Lancelot se esgueirou para perto da confusão. Vários pedestres já pararam para olhar e pela única janela já se via que Rufus e Percival haviam usado as mesas e cadeiras como barricadas.
O gato não sabia como agir. Usar a seu favor o fato de Stark não ter percebido sua presença? Ou entrar com tudo como Percival faria, sem se importar com as consequências?
Olhou para o lado e encontrou Pigmaleão escondido atrás do arbusto, com um pequeno coelho ao seu lado.
Rapidamente um plano se formou em sua cabeça.

Lá dentro, Florentina gritava:
- O que está acontecendo?
E apertava seu bebê contra o peito, enquanto Percival e Rufus barricavam todas as portas e janelas com mesas e cadeiras que retiravam de dentro da taberna.
- Então me explique de novo... Este daí não é Lancelot?
- Não, é apenas um boneco! O verdadeiro Lancelot está dormindo em um dos quartos, por isso precisamos distrair a atenção dos homens que querem pegá-lo.
- Isso mesmo! - disse Percival - Vamos nos trancar aqui e fazer com que eles se ocupem de nós por um tempo. Tenho certeza de que Lancelot vai perceber e nos ajudar. Ou quem sabe o capitão Pigma que está lá fora possa pedir a Da Gama que chame mais coelhos!
- Coelhos? - perguntou Rufus. - Quer saber, não importa. Não temos tempo para isso.
As batidas na porta ficavam mais fortes. O homem chamado Stark ordenava que derrubassem a madeira, que destruíssem a taberna, que incendiassem tudo!
- Resistiremos! - respondia Percival e, virando-se para Florentina - Não se preocupe madame. Como um cavalheiro, nunca permitirei que você se machuque. Nada irá te fazer mal enquanto eu estiver aqui.

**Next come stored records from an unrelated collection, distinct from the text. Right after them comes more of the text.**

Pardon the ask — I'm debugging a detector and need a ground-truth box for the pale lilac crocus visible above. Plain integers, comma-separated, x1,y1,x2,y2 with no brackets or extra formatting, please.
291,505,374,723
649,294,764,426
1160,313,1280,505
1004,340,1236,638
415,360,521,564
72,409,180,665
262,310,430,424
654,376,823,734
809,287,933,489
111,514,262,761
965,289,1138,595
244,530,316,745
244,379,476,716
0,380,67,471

E Florentina, ainda assustada de ver um gato branco falar, apenas movia a cabeça.
Ao seu lado a lareira levantou pó. Rufus olhou assustado um gato emergir da chaminé: era castanho e listrado, com óculos grandes e um florete empunhado. Soube instintivamente que aquele gato estava ali para trazer-lhes problemas.
- Vizir Chacaunac! - gritou Percival - Que bom que está aqui! Como líder do Projeto nós realmente precisamos de sua ajuda.
- Eu não sei se... - começou a falar o filho do moleiro, no que o gato o interrompeu.
- Estou aqui para auxiliar meus dois bravos felinos - falou o vizir - Confie em mim e obedeça as minhas ordens: esta é nossa única chance de sobreviver.
Percival fez uma mesura delicada.
- Estou sob suas ordens! Estes humanos se arrependerão de terem enfrentado o Reino dos Gatos.